I was reading Strogatz's Nonlinear Dynamics and Chaos and came upon the following question which is 5.1.12 in the book.
The question asks to prove that orbits are closed in the phase space (x,v) for the following governing equations:
$\dot x=v,\dot v=-x$
using the symmetry of the vector field. It also gives a hint that to start the trajectory from $(0,-v_0)$, suppose that it intersects the x axis at $(x_0,0)$ and find subsequent intersections with v and x axis.
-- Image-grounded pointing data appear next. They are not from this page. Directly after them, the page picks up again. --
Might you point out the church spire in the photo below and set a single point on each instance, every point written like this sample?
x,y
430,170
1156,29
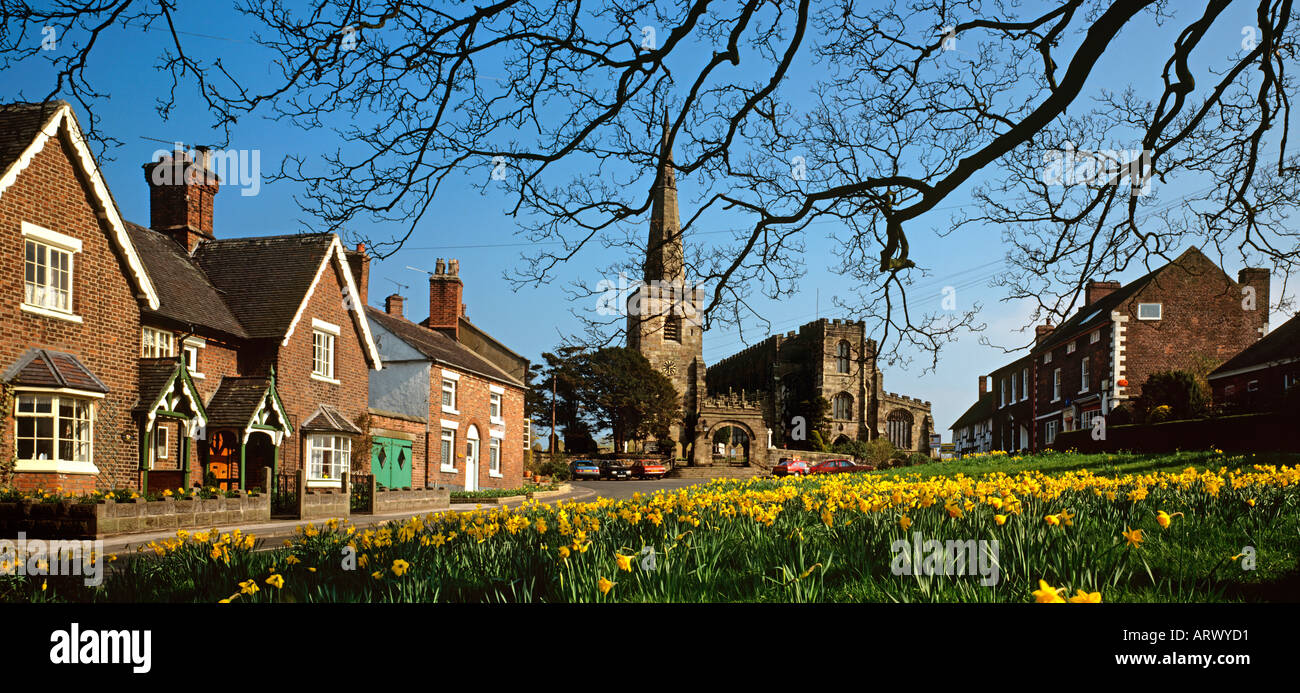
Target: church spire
x,y
663,251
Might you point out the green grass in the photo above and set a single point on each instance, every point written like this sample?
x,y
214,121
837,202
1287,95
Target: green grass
x,y
1103,464
792,540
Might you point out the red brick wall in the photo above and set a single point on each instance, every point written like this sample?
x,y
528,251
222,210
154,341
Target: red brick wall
x,y
299,392
1201,319
51,195
475,405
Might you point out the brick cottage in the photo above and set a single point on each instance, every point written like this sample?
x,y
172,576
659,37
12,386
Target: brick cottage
x,y
129,353
1184,315
450,388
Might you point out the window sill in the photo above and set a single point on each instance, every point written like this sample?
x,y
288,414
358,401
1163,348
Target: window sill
x,y
63,467
47,312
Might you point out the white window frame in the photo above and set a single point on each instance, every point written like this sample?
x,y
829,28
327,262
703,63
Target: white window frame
x,y
324,353
191,345
447,449
152,343
450,385
497,405
53,463
50,242
1160,311
328,473
494,455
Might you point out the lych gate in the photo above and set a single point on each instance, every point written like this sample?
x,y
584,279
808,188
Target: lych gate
x,y
739,411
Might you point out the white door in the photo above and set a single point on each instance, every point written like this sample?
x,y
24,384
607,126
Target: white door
x,y
472,459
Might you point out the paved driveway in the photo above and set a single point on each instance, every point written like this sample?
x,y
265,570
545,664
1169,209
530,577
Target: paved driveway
x,y
623,489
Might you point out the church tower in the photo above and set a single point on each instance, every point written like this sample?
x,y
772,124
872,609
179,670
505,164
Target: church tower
x,y
663,313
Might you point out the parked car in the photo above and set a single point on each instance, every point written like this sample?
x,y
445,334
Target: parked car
x,y
614,468
585,468
644,468
791,467
836,466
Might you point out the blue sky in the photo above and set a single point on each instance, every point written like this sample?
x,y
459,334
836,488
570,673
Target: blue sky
x,y
473,228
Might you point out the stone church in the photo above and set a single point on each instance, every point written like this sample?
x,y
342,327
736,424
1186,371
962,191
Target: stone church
x,y
755,389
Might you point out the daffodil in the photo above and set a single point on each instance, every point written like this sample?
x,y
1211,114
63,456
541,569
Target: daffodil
x,y
1086,598
1047,594
1164,518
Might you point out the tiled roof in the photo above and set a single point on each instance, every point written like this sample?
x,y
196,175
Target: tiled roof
x,y
440,347
155,375
329,419
235,401
46,368
18,126
264,280
979,411
1278,345
185,291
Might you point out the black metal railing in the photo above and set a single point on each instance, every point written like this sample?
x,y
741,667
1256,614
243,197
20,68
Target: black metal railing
x,y
362,493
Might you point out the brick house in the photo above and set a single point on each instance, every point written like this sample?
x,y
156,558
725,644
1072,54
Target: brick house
x,y
450,389
973,431
1184,315
167,354
1264,375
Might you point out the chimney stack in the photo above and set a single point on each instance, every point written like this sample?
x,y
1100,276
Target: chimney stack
x,y
1257,278
1041,332
360,264
182,187
393,306
1096,290
445,294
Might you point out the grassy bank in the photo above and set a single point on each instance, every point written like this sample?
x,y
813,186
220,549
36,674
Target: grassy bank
x,y
791,540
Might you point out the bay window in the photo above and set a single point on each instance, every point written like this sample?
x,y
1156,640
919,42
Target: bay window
x,y
328,458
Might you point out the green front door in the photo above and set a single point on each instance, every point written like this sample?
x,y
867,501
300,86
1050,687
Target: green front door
x,y
390,462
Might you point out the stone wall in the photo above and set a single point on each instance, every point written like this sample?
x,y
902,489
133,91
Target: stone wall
x,y
105,518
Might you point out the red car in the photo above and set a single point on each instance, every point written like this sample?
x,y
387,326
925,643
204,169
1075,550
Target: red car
x,y
791,467
835,467
644,468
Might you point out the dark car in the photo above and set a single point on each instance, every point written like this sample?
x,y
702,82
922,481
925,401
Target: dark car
x,y
791,467
654,468
614,468
836,467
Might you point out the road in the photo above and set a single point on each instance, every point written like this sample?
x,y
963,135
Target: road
x,y
623,489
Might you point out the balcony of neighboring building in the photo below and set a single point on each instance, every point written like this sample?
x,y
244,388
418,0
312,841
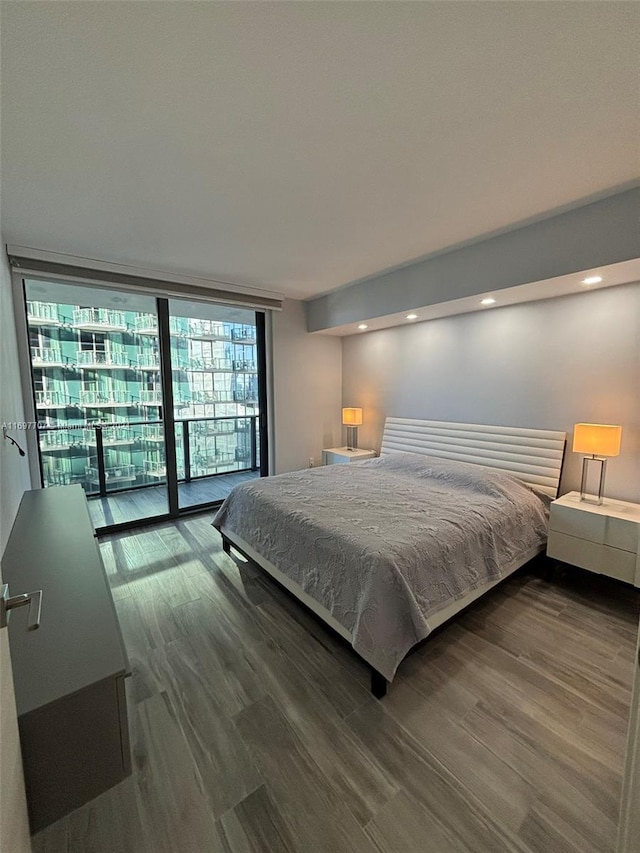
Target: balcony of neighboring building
x,y
114,474
150,397
208,330
210,365
99,320
147,324
105,398
148,361
43,314
243,334
111,358
112,436
52,400
213,455
245,366
48,357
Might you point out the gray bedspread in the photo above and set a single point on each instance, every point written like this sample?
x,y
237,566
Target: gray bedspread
x,y
385,543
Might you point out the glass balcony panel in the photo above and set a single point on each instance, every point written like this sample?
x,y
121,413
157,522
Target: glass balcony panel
x,y
64,458
105,398
51,400
151,397
148,361
245,366
100,319
42,314
243,333
146,324
116,476
47,357
110,358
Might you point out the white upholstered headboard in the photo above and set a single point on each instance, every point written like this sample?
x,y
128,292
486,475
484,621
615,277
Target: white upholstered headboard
x,y
532,455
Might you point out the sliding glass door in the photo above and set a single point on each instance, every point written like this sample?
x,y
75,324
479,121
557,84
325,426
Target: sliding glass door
x,y
94,359
216,406
103,366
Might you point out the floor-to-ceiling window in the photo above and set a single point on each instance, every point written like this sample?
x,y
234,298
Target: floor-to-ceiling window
x,y
100,382
214,365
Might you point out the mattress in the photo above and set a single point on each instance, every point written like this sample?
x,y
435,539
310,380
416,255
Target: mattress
x,y
386,543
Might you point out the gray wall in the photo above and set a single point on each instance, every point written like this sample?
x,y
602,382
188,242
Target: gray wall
x,y
546,364
594,235
306,390
14,479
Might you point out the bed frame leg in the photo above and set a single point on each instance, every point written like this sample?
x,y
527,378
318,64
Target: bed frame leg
x,y
379,684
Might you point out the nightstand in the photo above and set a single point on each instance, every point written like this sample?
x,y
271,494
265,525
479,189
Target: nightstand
x,y
603,539
341,455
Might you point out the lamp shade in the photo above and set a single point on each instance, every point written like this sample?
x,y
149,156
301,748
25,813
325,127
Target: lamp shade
x,y
352,417
597,439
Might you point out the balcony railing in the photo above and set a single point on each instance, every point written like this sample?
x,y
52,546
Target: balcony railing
x,y
223,364
205,397
97,360
216,426
148,361
151,397
99,318
43,314
47,357
247,396
105,398
113,474
116,436
154,468
60,439
146,324
244,334
51,400
205,447
208,329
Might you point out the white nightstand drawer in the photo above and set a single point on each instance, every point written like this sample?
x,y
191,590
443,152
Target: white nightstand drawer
x,y
622,534
573,522
619,564
578,552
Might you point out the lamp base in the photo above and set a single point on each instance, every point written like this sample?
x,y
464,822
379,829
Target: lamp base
x,y
585,472
352,438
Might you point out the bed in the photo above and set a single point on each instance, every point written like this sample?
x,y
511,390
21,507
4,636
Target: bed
x,y
386,550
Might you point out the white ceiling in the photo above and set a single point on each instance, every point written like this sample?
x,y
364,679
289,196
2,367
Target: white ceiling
x,y
298,146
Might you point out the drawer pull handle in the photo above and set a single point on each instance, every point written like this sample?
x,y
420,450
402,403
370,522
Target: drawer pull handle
x,y
33,599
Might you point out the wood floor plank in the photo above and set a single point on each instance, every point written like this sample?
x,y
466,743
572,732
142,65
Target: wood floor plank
x,y
256,826
502,791
403,824
173,804
253,728
217,750
317,818
428,781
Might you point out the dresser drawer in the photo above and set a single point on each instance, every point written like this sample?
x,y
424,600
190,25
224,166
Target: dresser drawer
x,y
619,564
578,552
575,522
622,534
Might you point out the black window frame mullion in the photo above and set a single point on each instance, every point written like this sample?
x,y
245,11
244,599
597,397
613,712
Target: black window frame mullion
x,y
166,382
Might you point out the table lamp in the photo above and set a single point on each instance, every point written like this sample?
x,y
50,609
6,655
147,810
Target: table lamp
x,y
599,441
352,419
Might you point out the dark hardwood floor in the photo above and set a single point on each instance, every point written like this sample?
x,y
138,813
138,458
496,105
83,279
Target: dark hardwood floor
x,y
146,502
253,728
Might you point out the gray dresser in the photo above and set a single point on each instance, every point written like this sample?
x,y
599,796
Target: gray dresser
x,y
69,674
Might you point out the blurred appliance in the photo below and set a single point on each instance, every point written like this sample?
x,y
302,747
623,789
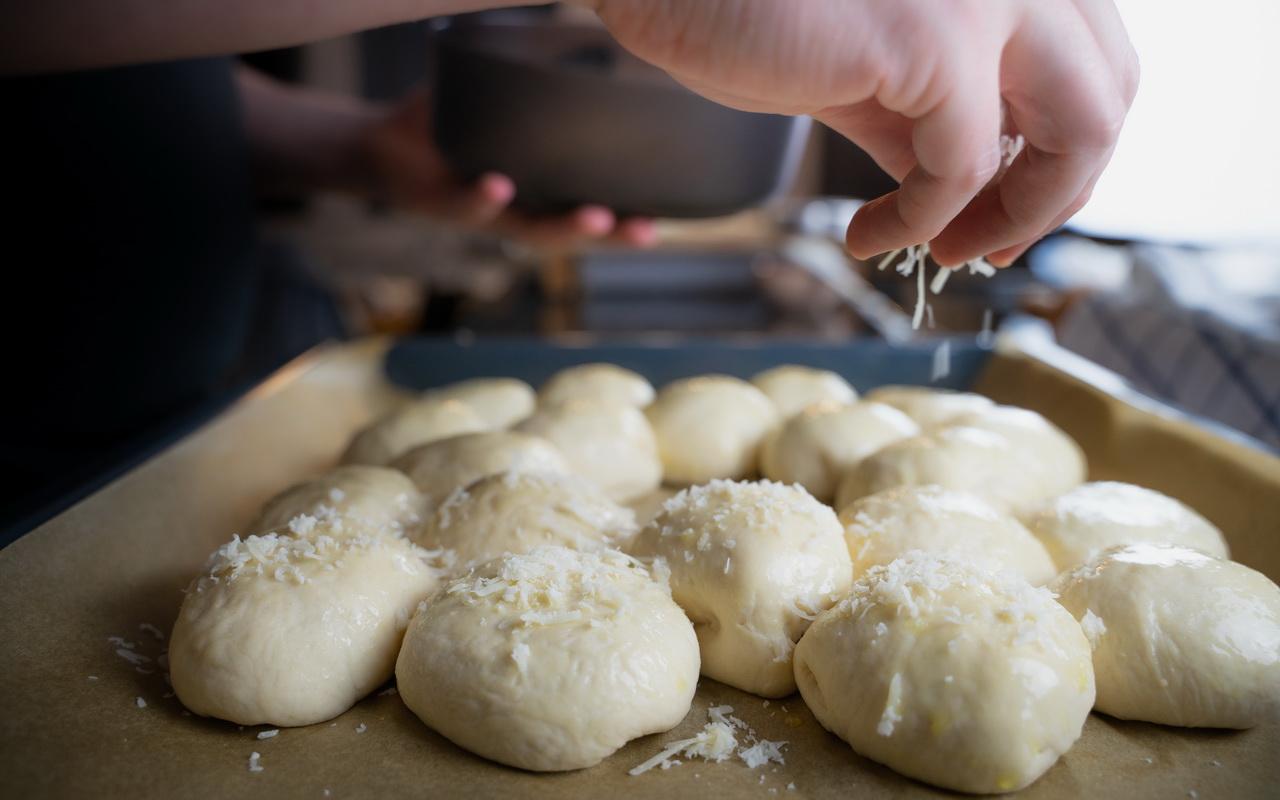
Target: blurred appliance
x,y
572,118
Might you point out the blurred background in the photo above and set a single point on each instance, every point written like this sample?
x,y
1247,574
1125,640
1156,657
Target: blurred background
x,y
1170,275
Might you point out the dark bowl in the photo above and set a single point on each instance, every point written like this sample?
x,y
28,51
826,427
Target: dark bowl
x,y
572,118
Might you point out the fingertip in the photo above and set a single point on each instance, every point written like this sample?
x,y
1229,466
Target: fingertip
x,y
496,188
594,220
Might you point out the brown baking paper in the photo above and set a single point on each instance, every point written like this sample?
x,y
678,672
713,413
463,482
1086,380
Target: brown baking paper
x,y
120,558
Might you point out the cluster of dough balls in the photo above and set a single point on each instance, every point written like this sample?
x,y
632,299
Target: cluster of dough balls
x,y
549,659
293,626
949,672
577,556
750,563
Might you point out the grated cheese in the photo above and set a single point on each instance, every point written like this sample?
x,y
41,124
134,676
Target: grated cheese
x,y
1093,627
520,654
714,743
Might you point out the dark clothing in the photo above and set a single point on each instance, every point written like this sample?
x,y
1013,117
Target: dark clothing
x,y
129,250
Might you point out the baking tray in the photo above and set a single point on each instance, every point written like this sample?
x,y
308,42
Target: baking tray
x,y
119,560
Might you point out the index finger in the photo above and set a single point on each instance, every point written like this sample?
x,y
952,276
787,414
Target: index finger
x,y
958,151
1064,97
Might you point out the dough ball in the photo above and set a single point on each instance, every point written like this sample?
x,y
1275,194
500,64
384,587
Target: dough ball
x,y
414,424
1179,638
750,563
606,383
1077,526
501,402
288,629
1040,446
440,467
886,525
607,443
513,512
709,426
819,444
374,499
960,458
929,407
649,504
551,659
792,388
949,673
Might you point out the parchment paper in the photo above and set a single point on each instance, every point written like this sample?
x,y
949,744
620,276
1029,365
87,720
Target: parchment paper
x,y
120,558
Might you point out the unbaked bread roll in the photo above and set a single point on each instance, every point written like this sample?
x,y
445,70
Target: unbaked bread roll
x,y
949,673
501,402
513,512
414,424
792,388
960,458
750,563
1179,638
607,443
886,525
292,629
709,426
373,499
1087,520
440,467
929,407
607,383
821,443
551,659
649,504
1040,446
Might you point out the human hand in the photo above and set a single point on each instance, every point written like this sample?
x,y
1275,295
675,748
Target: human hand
x,y
407,172
926,88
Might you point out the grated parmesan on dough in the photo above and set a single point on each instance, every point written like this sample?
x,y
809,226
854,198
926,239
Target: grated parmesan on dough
x,y
1093,627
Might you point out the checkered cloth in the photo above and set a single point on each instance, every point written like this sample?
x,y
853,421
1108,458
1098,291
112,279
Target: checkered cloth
x,y
1194,329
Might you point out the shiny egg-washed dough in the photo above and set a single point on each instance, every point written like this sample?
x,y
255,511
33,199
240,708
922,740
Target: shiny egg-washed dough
x,y
1179,638
411,425
821,443
374,499
1093,517
292,629
446,465
929,407
949,673
1041,447
750,563
886,525
501,402
606,383
513,512
792,388
607,443
549,661
960,458
709,426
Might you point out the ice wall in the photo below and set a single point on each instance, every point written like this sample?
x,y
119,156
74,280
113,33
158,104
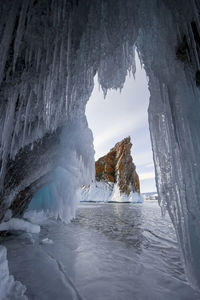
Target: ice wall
x,y
9,288
50,52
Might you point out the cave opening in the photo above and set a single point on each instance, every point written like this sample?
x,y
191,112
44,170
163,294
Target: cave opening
x,y
50,52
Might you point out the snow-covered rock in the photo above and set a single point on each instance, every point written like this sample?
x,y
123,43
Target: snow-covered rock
x,y
50,52
117,166
101,191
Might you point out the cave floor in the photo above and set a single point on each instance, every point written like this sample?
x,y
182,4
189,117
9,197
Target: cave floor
x,y
110,251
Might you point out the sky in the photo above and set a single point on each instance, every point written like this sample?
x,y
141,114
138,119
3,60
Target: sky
x,y
120,115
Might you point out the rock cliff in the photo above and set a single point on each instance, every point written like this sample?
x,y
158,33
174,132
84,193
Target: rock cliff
x,y
117,166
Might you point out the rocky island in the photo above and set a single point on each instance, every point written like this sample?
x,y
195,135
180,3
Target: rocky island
x,y
116,177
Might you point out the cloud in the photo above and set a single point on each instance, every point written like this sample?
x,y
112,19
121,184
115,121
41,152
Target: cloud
x,y
147,175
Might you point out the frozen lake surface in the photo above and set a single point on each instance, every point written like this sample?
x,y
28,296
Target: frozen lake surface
x,y
109,252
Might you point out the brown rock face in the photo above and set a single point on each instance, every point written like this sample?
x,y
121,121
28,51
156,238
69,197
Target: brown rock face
x,y
117,166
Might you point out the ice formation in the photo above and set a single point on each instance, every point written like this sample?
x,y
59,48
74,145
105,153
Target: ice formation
x,y
50,52
100,191
19,224
9,288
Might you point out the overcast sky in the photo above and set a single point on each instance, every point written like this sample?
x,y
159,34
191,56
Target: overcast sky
x,y
120,115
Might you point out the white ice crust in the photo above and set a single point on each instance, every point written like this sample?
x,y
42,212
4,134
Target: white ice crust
x,y
100,191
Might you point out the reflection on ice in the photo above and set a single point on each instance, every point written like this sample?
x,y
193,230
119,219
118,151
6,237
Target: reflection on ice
x,y
110,251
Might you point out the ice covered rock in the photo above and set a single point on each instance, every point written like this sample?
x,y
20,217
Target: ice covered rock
x,y
50,52
117,166
9,288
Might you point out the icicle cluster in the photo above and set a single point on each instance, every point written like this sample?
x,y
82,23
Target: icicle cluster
x,y
50,52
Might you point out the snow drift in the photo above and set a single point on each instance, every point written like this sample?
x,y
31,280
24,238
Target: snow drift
x,y
100,191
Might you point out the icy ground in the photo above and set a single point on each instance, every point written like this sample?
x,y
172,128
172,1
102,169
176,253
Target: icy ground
x,y
100,191
110,251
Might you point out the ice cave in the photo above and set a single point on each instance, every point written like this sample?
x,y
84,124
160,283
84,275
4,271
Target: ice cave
x,y
50,51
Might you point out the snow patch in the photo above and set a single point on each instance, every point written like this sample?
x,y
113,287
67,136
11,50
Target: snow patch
x,y
9,288
19,224
100,191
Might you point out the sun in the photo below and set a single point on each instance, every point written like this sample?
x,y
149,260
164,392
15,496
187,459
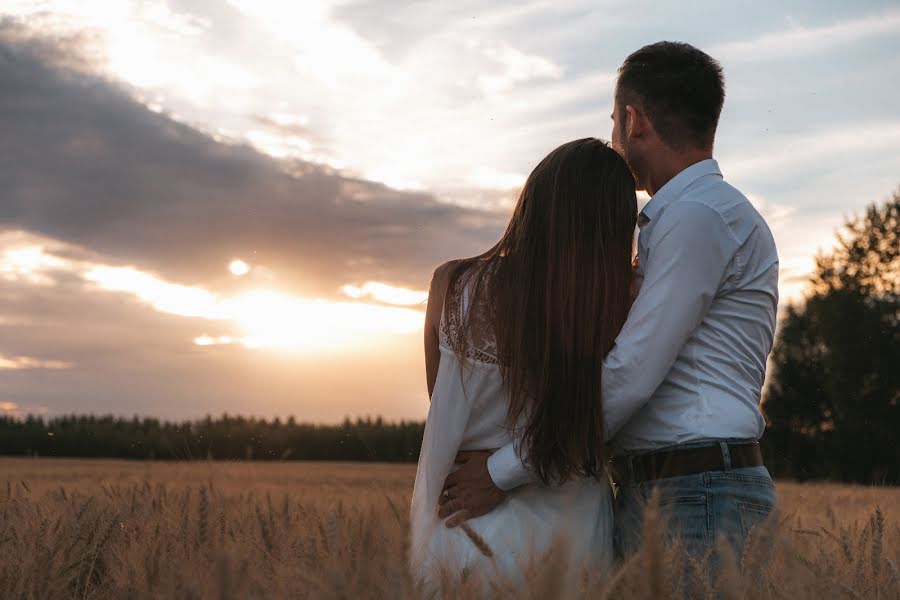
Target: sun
x,y
238,268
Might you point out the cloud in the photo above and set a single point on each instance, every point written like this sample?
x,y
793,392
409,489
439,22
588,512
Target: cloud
x,y
29,362
801,41
86,163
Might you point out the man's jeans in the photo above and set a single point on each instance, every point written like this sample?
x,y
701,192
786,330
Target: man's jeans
x,y
697,509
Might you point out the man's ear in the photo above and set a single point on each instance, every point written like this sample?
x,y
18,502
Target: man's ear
x,y
635,122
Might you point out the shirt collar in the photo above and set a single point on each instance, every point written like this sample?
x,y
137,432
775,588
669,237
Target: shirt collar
x,y
673,188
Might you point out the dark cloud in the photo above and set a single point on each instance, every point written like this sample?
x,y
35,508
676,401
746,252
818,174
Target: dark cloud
x,y
83,161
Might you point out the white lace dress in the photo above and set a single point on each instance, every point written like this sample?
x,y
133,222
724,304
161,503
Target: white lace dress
x,y
468,412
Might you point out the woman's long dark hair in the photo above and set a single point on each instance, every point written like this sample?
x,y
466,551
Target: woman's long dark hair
x,y
557,291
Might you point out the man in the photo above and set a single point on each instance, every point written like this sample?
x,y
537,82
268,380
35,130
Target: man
x,y
681,387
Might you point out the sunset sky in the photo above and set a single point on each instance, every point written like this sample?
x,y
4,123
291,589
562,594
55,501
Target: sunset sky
x,y
211,205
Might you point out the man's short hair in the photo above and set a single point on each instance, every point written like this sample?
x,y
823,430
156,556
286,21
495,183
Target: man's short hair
x,y
680,88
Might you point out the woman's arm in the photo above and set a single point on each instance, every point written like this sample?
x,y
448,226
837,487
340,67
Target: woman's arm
x,y
436,292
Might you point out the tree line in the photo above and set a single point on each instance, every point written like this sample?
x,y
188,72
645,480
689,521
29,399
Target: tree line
x,y
832,403
223,438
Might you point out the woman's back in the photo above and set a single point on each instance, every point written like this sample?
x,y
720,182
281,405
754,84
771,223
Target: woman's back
x,y
468,412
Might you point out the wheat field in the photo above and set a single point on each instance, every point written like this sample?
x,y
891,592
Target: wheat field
x,y
119,529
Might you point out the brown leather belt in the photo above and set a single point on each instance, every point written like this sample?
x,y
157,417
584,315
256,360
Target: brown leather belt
x,y
682,461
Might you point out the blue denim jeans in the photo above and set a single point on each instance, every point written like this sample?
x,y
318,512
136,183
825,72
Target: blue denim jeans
x,y
697,509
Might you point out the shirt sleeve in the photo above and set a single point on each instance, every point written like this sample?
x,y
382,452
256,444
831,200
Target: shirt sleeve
x,y
690,249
I am unable to figure out what is the symmetry the author is referring to and inturn how to use it. Any suggestions are appreciated.
Best Answer
Maybe this will help: given the system
$\dot x = v, \tag 1$
$\dot v = -x, \tag 2$
we have
$x\dot x = xv, \tag 3$
$v \dot v = -xv, \tag 4$
whence
$\dfrac{1}{2}\dfrac{d}{dt}(x^2 + v^2) = x \dot x + v \dot v = xv - xv = 0; \tag 5$
this shows that $x^2 + v^2$ is constant along the trajectories of (1)-(2); therefore they are curves of the form
$x^2 + v^2 = C \ge 0; \tag 6$
if at least one coordinate of at least one point $(x_0, v_0)$ on such an integral curve does not vanish, we have
$C > 0, \tag 7$
and the trajectory is a circle of radius $\sqrt C$ in the $x$-$v$ plane $\Bbb R^2$; otherwise,
$C = 0, \tag 8$
and the solution reduces to the single point $(0, 0)$.
In the event that $C > 0$, it is easy to see that
$(x, v) \to (\pm x, \pm v) \tag 9$
are $4$ symmetries of the solutions to (1)-(2).
Of course, the solution curves (6) are closed for all values of $C$, though I haven't exactly used a symmetry argument to show it. It is, however, easy to see that the points of intersection with the axes are $(\pm \sqrt C, 0)$, $(0, \pm \sqrt C)$.
In closing I would like to acknowledge once again my straying from the methodology proposed in the question; nevertheless I hope our OP Sudipta Nayak, and my other readers found at least something helpful herein.